If you feel pain in the knee, support the knee or back off from the stretch.
Start with your knees bent, feet on the ground with your heels in line with your sitting bones. Thread the left foot through the triangle of the right leg and bring your left knee down to the ground. Use a support under the knee (egg or brick) if taking the knee to the ground makes the sacrum uneven on the ground.
Place your right ankle on your left thigh, outside of your left knee. Flex both feet. Note that both thighs are evenly extended from the midline of the body, so your legs form a balanced “Y” with your torso. The shinbones should be stacked on top of each other.
Lift the bottom of the belly and extend the thighbones away from the body, slowly rotating the legs away from the hips. In the full pose, the left knee is on the floor and the right ankle is on the left knee.
Hold for 3 to 9 breaths, then change sides.
If, when you do full pose, the upper leg is higher than a 45° angle from the ground, do the following variation instead:
Start with your knees bent, feet on the ground with your heels in line with your sitting bones. Cross the right ankle outside of the left knee.
Use a strap to lasso the right ankle; bring the strap up towards your shoulder and hold it like a ski pole, with the back of your hand towards the ceiling and your thumb towards your head.

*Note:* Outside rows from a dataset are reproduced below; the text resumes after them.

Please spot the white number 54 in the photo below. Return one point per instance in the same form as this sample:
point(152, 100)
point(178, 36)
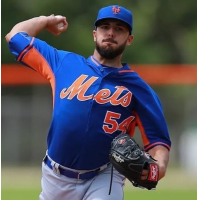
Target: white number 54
point(110, 124)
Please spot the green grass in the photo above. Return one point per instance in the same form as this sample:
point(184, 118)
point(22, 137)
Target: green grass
point(23, 183)
point(161, 195)
point(7, 194)
point(20, 194)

Straighten your left leg on the ground, keeping the right ankle just above the left knee as you extend the left leg. Slide your hand on the strap so it rests on your left hipbone (ASIS).
Keep your feet active with toes flexed. Keep the left leg active, quads contracted with all the toes pointed to the ceiling and the foot flexed.
Take your right hand to your right thigh and use it to externally rotate your right thigh and traction it away from the socket. Lift the bottom of the belly. Move your right knee away from your left hipbone and your left hipbone away from your right knee.
Hold for 3 to 9 breaths. Repeat on the left leg.